Memorial (Decoration) Day
MEMORIAL (DECORATION) DAY
Memorial Day was the first American holiday created to commemorate dead soldiers. The carnage of the Civil War demanded some ritual of remembrance, and the cemetery provided the place for the ritual of grave decoration. Women began to decorate soldiers' graves during the war, and this practice developed into Memorial Day and Confederate Memorial Day. In 1966 Congress officially recognized Waterloo, New York, as the town that held the first Memorial Day on May 5, 1866.
The annual holiday was created in 1868 by a Union veterans' organization, the Grand Army of the Republic (GAR). Gen. John Logan, commander-in-chief of the GAR, designated May 30 as Memorial Day and ordered all posts to decorate the graves of their fallen comrades. The idea of Memorial Day spread quickly, as the GAR made the observance obligatory for each member and lobbied for official recognition of the holiday. Congress made Memorial Day a federal holiday in 1876, and by the 1880s most states outside the former Confederacy had legalized it.

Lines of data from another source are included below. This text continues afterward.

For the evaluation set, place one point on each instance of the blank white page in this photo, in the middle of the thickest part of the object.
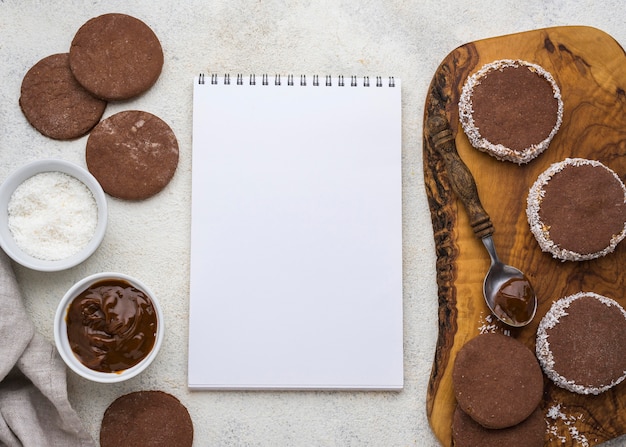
(296, 236)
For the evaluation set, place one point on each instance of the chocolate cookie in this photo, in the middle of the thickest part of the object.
(576, 209)
(468, 433)
(580, 343)
(497, 380)
(54, 103)
(116, 56)
(511, 109)
(133, 154)
(146, 418)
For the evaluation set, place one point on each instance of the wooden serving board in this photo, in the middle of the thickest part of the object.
(590, 68)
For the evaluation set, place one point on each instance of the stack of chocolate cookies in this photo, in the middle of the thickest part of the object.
(113, 57)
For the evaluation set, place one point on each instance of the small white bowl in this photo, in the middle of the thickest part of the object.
(7, 241)
(63, 345)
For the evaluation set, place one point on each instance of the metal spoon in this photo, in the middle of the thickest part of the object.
(507, 291)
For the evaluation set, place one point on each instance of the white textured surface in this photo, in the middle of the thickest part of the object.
(150, 239)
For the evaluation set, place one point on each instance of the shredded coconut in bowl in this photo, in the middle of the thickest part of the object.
(52, 216)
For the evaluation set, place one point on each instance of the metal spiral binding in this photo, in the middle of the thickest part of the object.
(265, 80)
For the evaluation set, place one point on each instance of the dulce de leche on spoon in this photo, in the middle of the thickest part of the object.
(507, 291)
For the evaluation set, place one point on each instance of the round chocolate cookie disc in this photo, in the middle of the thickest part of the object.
(55, 104)
(576, 210)
(468, 433)
(511, 109)
(116, 56)
(146, 418)
(497, 380)
(580, 343)
(133, 154)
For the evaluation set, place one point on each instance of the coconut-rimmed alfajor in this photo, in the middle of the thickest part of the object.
(580, 344)
(511, 109)
(576, 210)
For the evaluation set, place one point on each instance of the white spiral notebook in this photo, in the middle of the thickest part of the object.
(296, 234)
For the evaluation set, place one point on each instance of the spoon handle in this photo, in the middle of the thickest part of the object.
(460, 177)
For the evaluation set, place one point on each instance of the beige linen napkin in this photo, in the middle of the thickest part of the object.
(34, 409)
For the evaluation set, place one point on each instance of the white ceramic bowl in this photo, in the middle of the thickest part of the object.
(61, 339)
(7, 242)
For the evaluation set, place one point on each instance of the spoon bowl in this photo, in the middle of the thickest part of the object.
(507, 292)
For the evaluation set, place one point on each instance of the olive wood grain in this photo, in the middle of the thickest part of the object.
(460, 177)
(590, 68)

Local GAR posts sponsored Memorial Day exercises in cemeteries across the nation, including the national cemeteries established in the former Confederacy. The featured rituals were speeches by distinguished veterans, who recalled the sacrifices and heroism of the dead, and decoration of the soldiers' graves with flowers woven into wreaths by members of the Women's Relief Corps. The ceremonies might also feature the dedication of a monument to the dead, and concluded with the playing of taps and a twenty-one-gun salute.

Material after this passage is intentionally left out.